Meses antes del ataque que volvió a poner a San Cristóbal en la agenda nacional, el distrito ya arrastraba episodios graves de violencia entre adolescentes que encendieron alarmas nunca del todo atendidas.

En enero de este año, una estudiante de 15 años llamada Delfina fue brutalmente agredida por un grupo de adolescentes en San Cristóbal. La golpearon y le tajearon la cara hasta dejarla desfigurada, un hecho que conmocionó a la comunidad y reveló un clima de violencia creciente entre jóvenes.
Lejos de tratarse de un episodio aislado, en lo que va de 2026 se registraron otros ataques que involucraron a menores de edad. Entre ellos, se conoció el caso de otra adolescente agredida cuya abuela grabó un pedido desesperado de ayuda. Ese video se viralizó en redes sociales y puso en evidencia la desesperación de muchas familias ante la falta de respuestas.
Los testimonios que circularon tras esos hechos hablan de peleas reiteradas, amenazas previas y situaciones de hostigamiento que, según denuncian allegados, no fueron abordadas con la contundencia necesaria por parte de las autoridades escolares y locales.
Advertencias que no fueron escuchadas
Tras conocerse el último ataque y el historial de hechos previos, el propio secretario de Gobierno municipal de San Cristóbal admitió que “había señales de alerta” que no se atendieron a tiempo. La frase sintetiza una preocupación que crece: la presencia de indicadores claros de conflicto que no derivaron en acciones preventivas sostenidas.
Padres, docentes y vecinos vienen señalando desde hace meses la necesidad de reforzar la intervención de equipos interdisciplinarios, con psicólogos, trabajadores sociales y dispositivos específicos para el abordaje de la violencia escolar y el bullying. También reclaman mayores controles en el entorno de las escuelas y canales formales de denuncia que funcionen con rapidez.
El caso de Delfina, sumado a las otras agresiones conocidas en este período, se convirtió en un símbolo de lo que muchos describen como una escalada de violencia juvenil. Organizaciones sociales de la región insisten en que el problema excede a un solo establecimiento educativo y que debe encararse como una política pública integral.
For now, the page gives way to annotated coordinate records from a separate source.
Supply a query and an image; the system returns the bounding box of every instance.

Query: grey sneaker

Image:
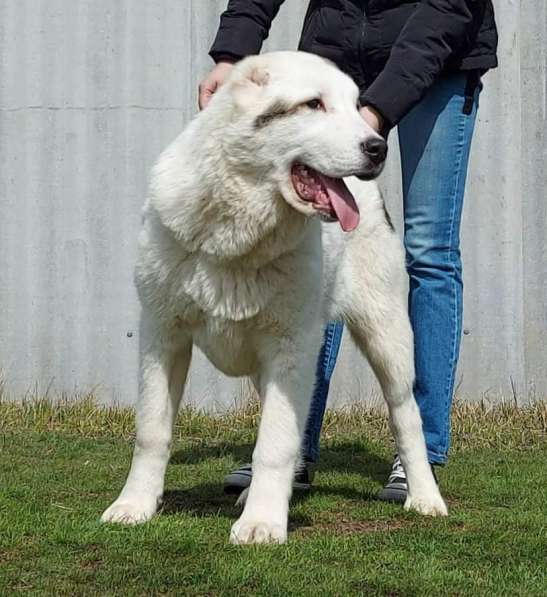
[376,454,439,504]
[224,461,315,495]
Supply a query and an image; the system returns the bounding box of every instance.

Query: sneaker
[224,462,315,495]
[376,454,439,504]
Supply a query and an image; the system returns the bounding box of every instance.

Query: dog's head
[214,52,387,230]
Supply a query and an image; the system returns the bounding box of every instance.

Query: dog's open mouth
[291,163,359,232]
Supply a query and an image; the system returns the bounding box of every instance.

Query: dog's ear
[232,65,270,109]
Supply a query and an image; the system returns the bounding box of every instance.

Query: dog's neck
[151,114,313,268]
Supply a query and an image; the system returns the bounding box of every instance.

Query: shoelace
[388,455,406,483]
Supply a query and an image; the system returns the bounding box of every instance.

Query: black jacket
[210,0,497,126]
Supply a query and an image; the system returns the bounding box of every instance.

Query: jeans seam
[442,105,466,453]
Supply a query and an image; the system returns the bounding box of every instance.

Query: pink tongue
[318,173,359,232]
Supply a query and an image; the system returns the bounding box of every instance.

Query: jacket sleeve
[209,0,285,62]
[361,0,484,127]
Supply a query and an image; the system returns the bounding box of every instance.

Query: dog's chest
[192,319,259,377]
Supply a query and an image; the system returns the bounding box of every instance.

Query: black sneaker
[376,454,439,504]
[224,462,315,495]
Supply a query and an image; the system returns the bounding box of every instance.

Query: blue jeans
[303,73,479,464]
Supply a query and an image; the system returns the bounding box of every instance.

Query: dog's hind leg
[101,328,192,524]
[230,333,320,545]
[343,229,447,516]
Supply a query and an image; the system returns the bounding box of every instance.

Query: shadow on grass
[162,442,391,526]
[161,483,312,530]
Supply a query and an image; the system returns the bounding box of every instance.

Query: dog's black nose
[361,137,387,164]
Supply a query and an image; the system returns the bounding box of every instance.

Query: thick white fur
[102,52,447,544]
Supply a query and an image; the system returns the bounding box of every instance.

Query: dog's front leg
[230,337,319,545]
[101,341,192,524]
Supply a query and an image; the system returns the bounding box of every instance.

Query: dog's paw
[101,499,157,524]
[405,493,448,516]
[230,517,287,545]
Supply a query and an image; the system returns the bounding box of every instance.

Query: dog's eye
[306,99,323,110]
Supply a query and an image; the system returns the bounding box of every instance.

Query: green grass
[0,399,547,597]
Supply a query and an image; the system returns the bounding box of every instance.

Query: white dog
[102,52,447,544]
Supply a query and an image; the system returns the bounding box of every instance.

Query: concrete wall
[0,0,547,408]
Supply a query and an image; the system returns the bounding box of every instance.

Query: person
[199,0,497,502]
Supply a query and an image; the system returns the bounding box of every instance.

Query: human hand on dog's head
[198,58,238,110]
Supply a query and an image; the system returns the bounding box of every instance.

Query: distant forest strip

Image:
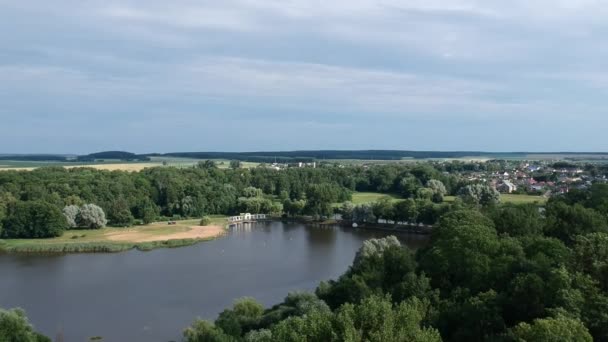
[0,150,608,163]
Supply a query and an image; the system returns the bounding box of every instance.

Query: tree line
[184,184,608,342]
[0,161,459,238]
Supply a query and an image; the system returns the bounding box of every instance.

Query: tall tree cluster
[184,184,608,342]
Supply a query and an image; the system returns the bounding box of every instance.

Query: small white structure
[228,213,266,223]
[498,180,517,194]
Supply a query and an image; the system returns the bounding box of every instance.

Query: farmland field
[0,157,259,172]
[444,194,547,204]
[0,216,227,252]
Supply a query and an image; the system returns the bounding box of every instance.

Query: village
[463,161,608,197]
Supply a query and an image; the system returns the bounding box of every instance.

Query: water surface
[0,222,426,342]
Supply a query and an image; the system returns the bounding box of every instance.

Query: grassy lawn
[0,157,260,172]
[444,194,547,204]
[334,192,401,206]
[0,216,227,252]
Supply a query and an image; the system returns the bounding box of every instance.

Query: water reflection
[0,222,426,341]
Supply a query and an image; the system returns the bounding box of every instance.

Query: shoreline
[0,217,228,254]
[0,217,432,255]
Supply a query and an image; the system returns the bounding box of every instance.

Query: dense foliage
[184,184,608,342]
[0,309,51,342]
[0,161,457,238]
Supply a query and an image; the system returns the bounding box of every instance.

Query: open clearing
[352,192,400,204]
[0,157,260,172]
[1,216,227,248]
[344,192,547,206]
[105,223,224,242]
[444,194,547,205]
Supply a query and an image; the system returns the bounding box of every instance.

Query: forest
[184,185,608,342]
[0,161,462,238]
[0,163,608,342]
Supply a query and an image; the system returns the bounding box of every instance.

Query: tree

Mientras avanza la investigación judicial y se analizan responsabilidades, en San Cristóbal se multiplican los reclamos para que se revisen protocolos y se fortalezcan los mecanismos de contención en las escuelas. Las familias piden no solo justicia por los hechos ocurridos, sino también medidas concretas para que ninguna otra adolescente resulte herida en un contexto que, según reconocen las propias autoridades, ya mostraba alarmas encendidas.